Непослушными руками я снял шинель, повесил на гвоздь у печи. Мы оба глядели друг на друга, не отрываясь, как заколдованные. Прямоугольник лунного света лежал между нами на грубом дощатом полу. Сейчас глаза ее были темными, они все время меняли цвет, ее глаза, и только одно оставалось в них неизменным - выражение доверия, робости и участия.

Она улыбнулась, чуть-чуть, одними краешками большого рта. Ее рука потянулась ко мне, пересекла полосу света, и тонкие пальцы коснулись ссадины на губе, оставшейся от удара Валерика. Они как будто хотели разгладить, уничтожить ссадину, прикосновение было легким, очень легким, но я снова замер. Черт знает что творилось со мной.

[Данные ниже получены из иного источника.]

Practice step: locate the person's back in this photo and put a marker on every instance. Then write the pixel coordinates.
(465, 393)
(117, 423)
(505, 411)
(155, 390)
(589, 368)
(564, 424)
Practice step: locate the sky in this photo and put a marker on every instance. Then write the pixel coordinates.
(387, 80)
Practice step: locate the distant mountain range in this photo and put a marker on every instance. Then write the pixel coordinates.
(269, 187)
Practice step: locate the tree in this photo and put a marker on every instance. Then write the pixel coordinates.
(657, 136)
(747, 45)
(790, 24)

И моя рука вдруг скользнула ей навстречу. Сама собой. Дотронулась до шеи кожа ее была так прохладна и нежна, что я вмиг почувствовал грубость своих пальцев. Малейшая ссадина на них, каждый шрам вдруг стали осязаемыми, резко ощутимыми. Я коснулся ее желто-соломенных волос, казавшихся издали такими плотными и густыми, и удивился их невесомости и легкости. В ее глазах я видел выражение радостного удивления, то же чувство переживал и я.

– Антоша! - сказал я. - Антоша!

Я звал ее, я приглашал ее вернуться в сегодняшнее утро. Я любил, и никакие слова, никакие признания в нежности, никакие объяснения и уверения не могли яснее и лучше выразить то, что я переживал, чем это имя: Антоша.